Acoustical properties of a 3D printed honeycomb structure filled with nanofillers: Experimental analysis and optimization for emerging applications

Abstract

The novelty of this research lies in the successful fabrication of a 3D-printed honeycomb structure filled with nanofillers for acoustic properties, utilizing an impedance tube setup in accordance with ASTM standard E 1050-12. The Creality Ender-3, a 3D printer, was used for printing the honeycomb structures, and polylactic acid (PLA) material was employed for their construction. The organic, inorganic, and polymeric compounds within the composites were identified using fourier transformation infrared (FTIR) spectroscopy.
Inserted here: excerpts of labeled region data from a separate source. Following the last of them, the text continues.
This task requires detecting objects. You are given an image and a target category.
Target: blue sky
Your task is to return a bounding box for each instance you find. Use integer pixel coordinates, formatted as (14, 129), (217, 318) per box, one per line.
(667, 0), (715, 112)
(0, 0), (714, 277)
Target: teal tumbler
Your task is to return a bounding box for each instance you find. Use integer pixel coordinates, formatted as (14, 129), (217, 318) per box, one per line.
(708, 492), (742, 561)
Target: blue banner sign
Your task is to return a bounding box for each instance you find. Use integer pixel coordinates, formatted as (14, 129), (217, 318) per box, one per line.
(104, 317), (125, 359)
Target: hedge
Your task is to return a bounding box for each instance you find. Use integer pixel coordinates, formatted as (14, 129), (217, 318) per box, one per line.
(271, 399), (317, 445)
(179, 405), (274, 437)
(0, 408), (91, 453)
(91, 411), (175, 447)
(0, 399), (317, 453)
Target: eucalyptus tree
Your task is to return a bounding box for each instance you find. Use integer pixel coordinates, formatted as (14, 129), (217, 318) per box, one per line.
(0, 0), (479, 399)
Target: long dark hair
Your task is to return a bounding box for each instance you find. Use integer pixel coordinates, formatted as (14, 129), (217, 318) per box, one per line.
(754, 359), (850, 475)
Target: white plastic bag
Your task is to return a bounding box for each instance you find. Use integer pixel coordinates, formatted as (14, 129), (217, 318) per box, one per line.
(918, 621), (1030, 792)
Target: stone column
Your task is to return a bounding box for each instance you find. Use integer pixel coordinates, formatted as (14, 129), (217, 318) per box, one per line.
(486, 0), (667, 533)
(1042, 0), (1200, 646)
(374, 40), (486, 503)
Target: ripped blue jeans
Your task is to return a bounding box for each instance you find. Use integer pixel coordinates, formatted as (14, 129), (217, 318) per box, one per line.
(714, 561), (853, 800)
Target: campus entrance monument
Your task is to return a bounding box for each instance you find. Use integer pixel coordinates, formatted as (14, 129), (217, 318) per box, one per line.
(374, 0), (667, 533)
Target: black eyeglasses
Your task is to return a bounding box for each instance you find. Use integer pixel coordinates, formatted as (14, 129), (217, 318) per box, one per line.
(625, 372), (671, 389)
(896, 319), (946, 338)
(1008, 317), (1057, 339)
The structure and homogeneity of the samples were examined using a field emission scanning electron microscope (FESEM). To determine the sound absorption coefficient of the 3D printed honeycomb structure, numerous samples were systematically developed using central composite design (CCD) and analysed using response surface methodology (RSM). The RSM mathematical model was established to predict the optimum values of each factor and noise reduction coefficient (NRC). The optimum values for an NRC of 0.377 were found to be 1.116 wt% carbon black, 1.025 wt% aluminium powder, and 3.151 mm distance between parallel edges. Overall, the results demonstrate that a 3D-printed honeycomb structure filled with nanofillers is an excellent material that can be utilized in various fields, including defence and aviation, where lightweight and acoustic properties are of great importance.